In: Statistics and Probability
A quality control manager suspects that the quality of items that are manufactured on a Monday is better than that of items manufactured on a Wednesday. In a random sample of 400 items manufactured on a Monday, 370 were rated acceptable or better, and in a random sample of 300 items manufactured on Wednesday, 260 were rated as acceptable or better. Can you conclude that the true proportion of items rated acceptable or better is greater on Monday than on Wednesday? Use a significance level of 5%. Assume the items produced on different days are independent. Use p-value method.
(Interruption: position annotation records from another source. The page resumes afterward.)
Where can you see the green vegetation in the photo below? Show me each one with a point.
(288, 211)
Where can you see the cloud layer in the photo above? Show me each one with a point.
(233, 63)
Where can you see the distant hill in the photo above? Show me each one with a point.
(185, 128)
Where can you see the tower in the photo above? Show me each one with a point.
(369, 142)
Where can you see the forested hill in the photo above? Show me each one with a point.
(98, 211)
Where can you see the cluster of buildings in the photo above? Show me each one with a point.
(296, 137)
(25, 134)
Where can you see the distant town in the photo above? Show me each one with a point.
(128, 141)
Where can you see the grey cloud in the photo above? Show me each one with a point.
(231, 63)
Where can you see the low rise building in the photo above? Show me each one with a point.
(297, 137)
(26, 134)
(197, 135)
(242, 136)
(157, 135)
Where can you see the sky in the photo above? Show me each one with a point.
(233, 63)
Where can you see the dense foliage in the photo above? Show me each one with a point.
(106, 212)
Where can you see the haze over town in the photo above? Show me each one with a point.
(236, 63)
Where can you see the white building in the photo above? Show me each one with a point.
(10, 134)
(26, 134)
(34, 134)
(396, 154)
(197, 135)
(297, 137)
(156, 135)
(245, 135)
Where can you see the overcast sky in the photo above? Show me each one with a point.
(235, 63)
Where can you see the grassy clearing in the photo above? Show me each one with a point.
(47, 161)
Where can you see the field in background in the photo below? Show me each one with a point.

The data are summarized in the following contingency table. (19 points total)
Acceptable or Better |
Not Acceptable |
|
Monday |
370 |
30 |
Wednesday |
260 |
40 |
Label the parameters: (3 points)
State null and alternative hypotheses in parameters notation: (2 points)
H0:
Ha:
Propose an appropriate hypothesis test: (2 points)
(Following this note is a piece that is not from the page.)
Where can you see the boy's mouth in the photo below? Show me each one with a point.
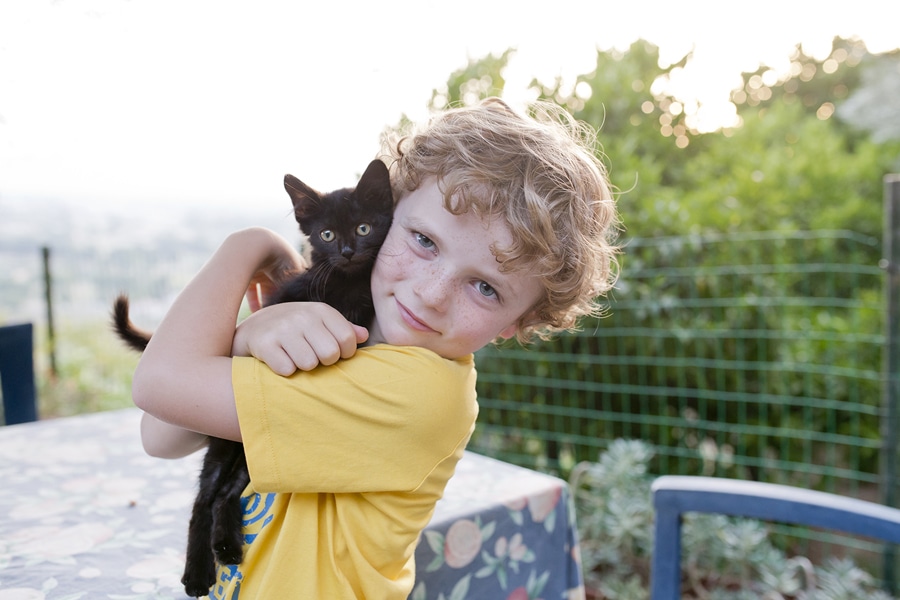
(412, 320)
Verify the required conditions for the proposed hypothesis test: (4 points)
Independence and randomization assumption:
Normality assumption:
Report a test statistic and p-value: (4 points)
Test statistic =
p-value =
Note: Attach R codes and outputs in the following space:
Make a decision of hypothesis test: (2 points)
The significant p-value is less than 0.05 and so reject the null hypothesis at α = 0.05.
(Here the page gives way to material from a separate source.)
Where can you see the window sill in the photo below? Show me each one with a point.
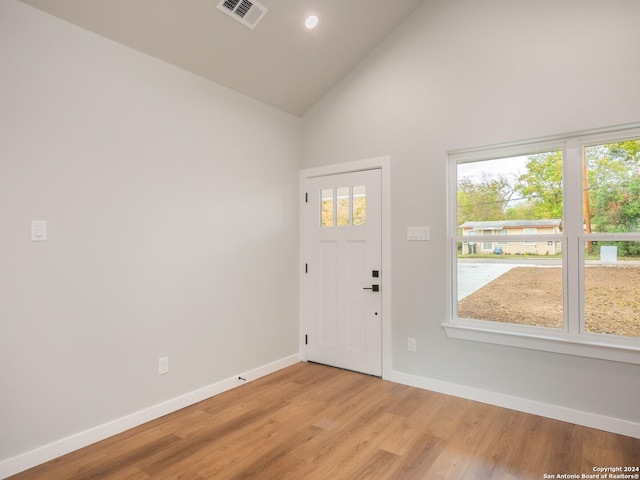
(592, 346)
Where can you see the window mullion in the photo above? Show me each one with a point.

Make a conclusion of hypothesis test in context: (2 points)
p1 : proportion of item rated acceptable on Monday
p2 : proportion of item rated acceptable on Wednesday
H0 : proportion of item rated acceptable on Monday is equal as item rated acceptable on wednesday
against
H1 : proportion of item rated acceptable on Monday is greater than wednesday
H0 : p1=p2. Vs. H1 : p1>p2
Or
H0 : p1-p2=0. Vs. H1 : p1-p2>0
Assumptions
1) Both samples of item are manufactured on different days therefore both samples are Independent and random ..
2) sample sizes are 400 and 300 which is greater than 30 therefore normality assumption verified
Test Statistic :
n1 =400 , n2=300, p1=370/400 = 0.925, p2=260/300 = 0.867
p=(370+260)/(400+300) = 0.9, 1-p= 0.1,
1/n1=1/400=0.0025, 1/n2=1/300= 0.0033
Z=(0.925-0.867)/sqrt(0.9*0.1*(0.0025+0.0033))
Z= 0.058/0.02284
Z=2.5394
let calculate p-value = 0.005703
from above we can see that p value is less than 0.05
therefore we reject H0
Conclusion : proportion of item rated acceptable on Monday is greater than on Wednesday i.e items manufactured on Monday is better than items manufactured on Wednesday.